そして、注目すべきは「百八手を撮りたい」
雨乞い行事で、塩田では昔から行われてきていて、黒坂さんも実際に経験したのだとか。
たくさんの大きな松明をため池の周りで一斉に火を付けて、みんなで「アメ フラセタンマイナ」と祈ります。
ここ15年ほどでこの百八手が何回か再現されましたが、人出はいるし松明の準備やらで、やるのはなかなかたいへんです。これを映画の中で見ることができるのです!
願わくば、ロケのためだけの再現ではなく、一般の人たちも見ることのできるような雨乞い行事にしてほしいなあと思いますね。
第2部は黒坂正文(コカリナ奏者としては「黒太郎」)さん・矢口周美(かねみ)さんご夫妻によるコンサート。
全部で11曲。黒坂さんのコカリナ独奏に、矢口さんの歌と黒坂さんのコカリナ共演、コカリナ演奏のグループも一緒になって演奏するものもありました。

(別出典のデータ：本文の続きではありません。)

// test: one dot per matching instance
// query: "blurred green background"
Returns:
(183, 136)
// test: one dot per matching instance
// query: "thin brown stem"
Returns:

広島で被爆した樹で作ったコカリナの演奏もありました。
澄んだ音色のコカリナとのびやかな歌声。満員の聴衆のみなさんは聴き惚れていました。
話はちょっとずれますが、曲の中に「別所線牧歌」があります。別所線や塩田の文化財・祭りなどが歌いこまれた「まるごと塩田」の曲なんですが、少し前に塩田まちづくり協議会にお問い合わせがありました。お母さまがデイサービスセンターに行っていて、そこでこの曲がかけられたんだけれども、お母さまが「家でも聴きたい」と言われているとのこと。塩田の方ではないのですが、嬉しくなってCDを送ってしまいました。
映画制作は始まったばかり。
資金集めを始め、難しい課題はありますが、なにせ原作者は東前山出身、監督は別所温泉在住、ロケも塩田が多くなるでしょう。小説のストーリーばかりでなく、とにかく「まるごと塩田」です。塩田にとっては前代未聞の映画製作。応援したいですし、エキストラになれば映画で映るかも。